LONDON/WASHINGTON, Jan 11 (Reuters) – Circle Internet
Financial, the company behind stablecoin USDC, said on Thursday
that it had confidentially filed for a U.S. initial public
offering as part of plans to become a publicly-traded company.
Circle did not disclose the number of shares it plans to
sell or the proposed price range for its new IPO filing.
Based in Boston, Circle controls the issuance and governance
of USDC, a cryptocurrency pegged to the U.S. dollar.
The IPO is expected to take place after the Securities and
Exchange Commission completes its review process, subject to
market and other conditions, the company said.
The company had previously said it was valued at $9 billion,
in a 2022 deal to go public via a special-purpose acquisition
company. It ended that deal in December 2022. Circle CEO Jeremy
Allaire said at the time that he was disappointed that the
proposed transaction “timed out,” but that the company still
intended to go public.
USDC is the second-biggest stablecoin, after Tether, and the
seventh-biggest cryptocurrency overall, according to crypto
market tracker CoinGecko.

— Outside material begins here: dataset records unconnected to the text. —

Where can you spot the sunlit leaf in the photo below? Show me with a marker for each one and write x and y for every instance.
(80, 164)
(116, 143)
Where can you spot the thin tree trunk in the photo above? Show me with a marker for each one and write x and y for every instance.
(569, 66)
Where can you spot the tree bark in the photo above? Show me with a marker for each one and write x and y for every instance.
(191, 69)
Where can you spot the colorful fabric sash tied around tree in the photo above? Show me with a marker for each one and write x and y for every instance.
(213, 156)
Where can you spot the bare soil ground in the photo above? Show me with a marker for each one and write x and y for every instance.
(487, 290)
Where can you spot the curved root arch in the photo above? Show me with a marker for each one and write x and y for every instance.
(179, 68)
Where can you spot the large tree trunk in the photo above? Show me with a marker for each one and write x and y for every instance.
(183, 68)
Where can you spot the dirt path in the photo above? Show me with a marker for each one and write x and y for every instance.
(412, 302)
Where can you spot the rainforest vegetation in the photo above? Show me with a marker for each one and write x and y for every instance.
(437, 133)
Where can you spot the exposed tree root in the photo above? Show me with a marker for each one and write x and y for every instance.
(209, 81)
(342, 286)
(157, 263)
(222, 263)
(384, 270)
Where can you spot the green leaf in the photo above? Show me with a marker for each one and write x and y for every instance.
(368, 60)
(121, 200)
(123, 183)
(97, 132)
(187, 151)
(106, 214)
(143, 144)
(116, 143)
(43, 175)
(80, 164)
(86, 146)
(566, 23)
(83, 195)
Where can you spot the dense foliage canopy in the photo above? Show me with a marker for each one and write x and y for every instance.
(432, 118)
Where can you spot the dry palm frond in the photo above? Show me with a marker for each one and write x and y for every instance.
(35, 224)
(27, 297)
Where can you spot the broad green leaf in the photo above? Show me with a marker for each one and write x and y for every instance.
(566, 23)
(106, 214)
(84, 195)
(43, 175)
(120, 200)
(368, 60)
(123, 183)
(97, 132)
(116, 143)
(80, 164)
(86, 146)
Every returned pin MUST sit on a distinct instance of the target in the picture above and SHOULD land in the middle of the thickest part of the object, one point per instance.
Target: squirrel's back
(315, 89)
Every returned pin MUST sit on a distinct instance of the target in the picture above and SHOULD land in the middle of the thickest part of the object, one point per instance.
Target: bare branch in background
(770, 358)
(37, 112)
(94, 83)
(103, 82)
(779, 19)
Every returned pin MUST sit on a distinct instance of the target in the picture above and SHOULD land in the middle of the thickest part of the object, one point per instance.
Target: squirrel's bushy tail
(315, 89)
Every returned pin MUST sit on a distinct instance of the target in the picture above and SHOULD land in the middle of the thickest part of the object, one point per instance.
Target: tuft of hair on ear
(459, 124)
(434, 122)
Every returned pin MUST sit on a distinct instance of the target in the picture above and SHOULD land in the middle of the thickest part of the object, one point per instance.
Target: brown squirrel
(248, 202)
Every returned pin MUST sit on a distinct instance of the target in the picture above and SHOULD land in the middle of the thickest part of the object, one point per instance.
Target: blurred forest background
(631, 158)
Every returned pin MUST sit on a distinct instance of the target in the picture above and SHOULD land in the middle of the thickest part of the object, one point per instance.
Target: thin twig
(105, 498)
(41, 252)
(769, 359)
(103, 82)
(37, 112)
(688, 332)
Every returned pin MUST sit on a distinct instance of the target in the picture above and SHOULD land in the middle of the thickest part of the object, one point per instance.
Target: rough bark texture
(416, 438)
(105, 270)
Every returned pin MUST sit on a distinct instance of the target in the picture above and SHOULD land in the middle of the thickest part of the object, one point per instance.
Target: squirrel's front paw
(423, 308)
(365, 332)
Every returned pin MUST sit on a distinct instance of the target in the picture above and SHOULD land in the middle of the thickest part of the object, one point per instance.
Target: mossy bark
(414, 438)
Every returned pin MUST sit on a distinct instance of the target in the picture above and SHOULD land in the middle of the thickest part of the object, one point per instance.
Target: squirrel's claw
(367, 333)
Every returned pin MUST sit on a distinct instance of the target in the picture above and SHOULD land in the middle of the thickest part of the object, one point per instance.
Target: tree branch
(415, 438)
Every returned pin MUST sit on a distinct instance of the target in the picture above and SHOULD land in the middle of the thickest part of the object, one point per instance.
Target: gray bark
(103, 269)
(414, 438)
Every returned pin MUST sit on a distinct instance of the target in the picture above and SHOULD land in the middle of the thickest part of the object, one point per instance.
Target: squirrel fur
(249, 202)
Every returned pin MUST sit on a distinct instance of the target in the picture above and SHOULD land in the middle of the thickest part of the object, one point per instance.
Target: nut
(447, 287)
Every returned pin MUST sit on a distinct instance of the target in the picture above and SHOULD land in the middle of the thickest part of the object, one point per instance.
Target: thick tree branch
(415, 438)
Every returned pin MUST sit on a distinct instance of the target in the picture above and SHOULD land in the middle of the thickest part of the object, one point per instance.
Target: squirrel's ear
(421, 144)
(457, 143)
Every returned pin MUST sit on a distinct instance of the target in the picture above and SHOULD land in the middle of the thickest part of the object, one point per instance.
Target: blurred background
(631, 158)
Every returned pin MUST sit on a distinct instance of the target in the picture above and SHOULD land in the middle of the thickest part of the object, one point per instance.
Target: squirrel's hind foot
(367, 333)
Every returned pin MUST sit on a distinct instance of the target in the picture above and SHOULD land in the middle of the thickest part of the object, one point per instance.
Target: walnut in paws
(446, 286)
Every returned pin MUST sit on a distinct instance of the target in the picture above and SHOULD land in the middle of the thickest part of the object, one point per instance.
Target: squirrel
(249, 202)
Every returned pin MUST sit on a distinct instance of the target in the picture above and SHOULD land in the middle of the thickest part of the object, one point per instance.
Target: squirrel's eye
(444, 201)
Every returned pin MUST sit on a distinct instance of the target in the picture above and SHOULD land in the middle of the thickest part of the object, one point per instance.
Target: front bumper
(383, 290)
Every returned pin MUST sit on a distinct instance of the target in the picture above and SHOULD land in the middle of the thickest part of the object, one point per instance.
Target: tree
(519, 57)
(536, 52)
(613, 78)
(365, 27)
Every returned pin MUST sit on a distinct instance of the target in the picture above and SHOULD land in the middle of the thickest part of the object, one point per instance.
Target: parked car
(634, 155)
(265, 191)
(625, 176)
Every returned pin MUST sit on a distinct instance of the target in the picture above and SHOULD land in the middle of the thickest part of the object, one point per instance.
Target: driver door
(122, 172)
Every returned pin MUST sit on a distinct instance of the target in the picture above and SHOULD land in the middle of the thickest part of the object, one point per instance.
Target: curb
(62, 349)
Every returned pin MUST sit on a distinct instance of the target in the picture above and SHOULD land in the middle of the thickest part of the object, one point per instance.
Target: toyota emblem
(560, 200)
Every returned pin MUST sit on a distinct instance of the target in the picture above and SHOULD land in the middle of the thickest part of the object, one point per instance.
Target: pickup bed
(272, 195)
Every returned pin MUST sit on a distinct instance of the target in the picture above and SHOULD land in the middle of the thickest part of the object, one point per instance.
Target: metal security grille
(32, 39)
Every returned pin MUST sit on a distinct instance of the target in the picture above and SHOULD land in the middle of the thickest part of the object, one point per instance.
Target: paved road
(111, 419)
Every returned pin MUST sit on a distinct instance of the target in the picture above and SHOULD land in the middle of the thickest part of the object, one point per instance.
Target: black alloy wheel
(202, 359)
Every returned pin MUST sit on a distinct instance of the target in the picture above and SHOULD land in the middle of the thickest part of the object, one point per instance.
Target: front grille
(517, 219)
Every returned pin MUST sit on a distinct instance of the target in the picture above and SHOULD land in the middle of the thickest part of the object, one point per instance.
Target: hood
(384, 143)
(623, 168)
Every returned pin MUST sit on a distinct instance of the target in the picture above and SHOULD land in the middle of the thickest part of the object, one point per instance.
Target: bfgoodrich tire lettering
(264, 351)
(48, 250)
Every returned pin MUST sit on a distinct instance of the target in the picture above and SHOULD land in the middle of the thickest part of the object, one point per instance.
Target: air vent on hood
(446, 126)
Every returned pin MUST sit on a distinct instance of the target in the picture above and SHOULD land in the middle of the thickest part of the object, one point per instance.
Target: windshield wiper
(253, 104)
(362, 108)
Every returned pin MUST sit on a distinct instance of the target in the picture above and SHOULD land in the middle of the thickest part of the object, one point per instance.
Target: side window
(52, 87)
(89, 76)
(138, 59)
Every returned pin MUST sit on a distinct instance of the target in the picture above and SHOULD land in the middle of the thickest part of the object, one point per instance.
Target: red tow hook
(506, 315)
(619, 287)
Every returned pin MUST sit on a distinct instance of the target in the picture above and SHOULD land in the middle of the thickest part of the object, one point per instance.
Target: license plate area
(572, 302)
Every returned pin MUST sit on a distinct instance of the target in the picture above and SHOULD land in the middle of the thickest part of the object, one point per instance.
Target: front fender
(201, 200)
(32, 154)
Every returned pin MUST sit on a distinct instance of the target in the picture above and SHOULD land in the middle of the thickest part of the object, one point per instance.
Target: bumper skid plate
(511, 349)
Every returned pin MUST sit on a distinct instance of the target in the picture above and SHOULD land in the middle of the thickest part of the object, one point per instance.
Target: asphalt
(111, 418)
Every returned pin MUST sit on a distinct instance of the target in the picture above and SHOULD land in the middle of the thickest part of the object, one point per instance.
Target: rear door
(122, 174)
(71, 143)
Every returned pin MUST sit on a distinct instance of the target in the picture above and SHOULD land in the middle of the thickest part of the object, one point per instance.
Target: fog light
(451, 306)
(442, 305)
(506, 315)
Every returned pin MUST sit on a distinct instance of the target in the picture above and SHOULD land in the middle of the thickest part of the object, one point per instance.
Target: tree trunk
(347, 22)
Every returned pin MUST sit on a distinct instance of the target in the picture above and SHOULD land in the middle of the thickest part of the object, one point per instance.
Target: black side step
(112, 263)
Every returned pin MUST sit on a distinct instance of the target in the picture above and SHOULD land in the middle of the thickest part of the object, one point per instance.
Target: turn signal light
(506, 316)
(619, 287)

The tokens are backed by cash and cash
equivalents, including short-term Treasury bonds.
There are around $25 billion worth of USDC tokens in
circulation, down from a peak above $56 billion in mid-2022,
according to CoinGecko.
After a period of rapid growth, the crypto industry slumped
in 2022 and token prices dropped as investors grew more cautious
and various high-profile crypto firms collapsed, including
crypto exchange FTX.
Circle announced layoffs in July 2023 and said it had ended
investments in non-core business areas.
Circle’s move to become a publicly-traded company comes
after a prolonged slump in dealmaking amid high interest rates
and market volatility. Clearing firm Apex Fintech confidentially
filed for a U.S. IPO in December. Apollo-owned Aspen Insurance
has also said it is considering a public offering in 2024.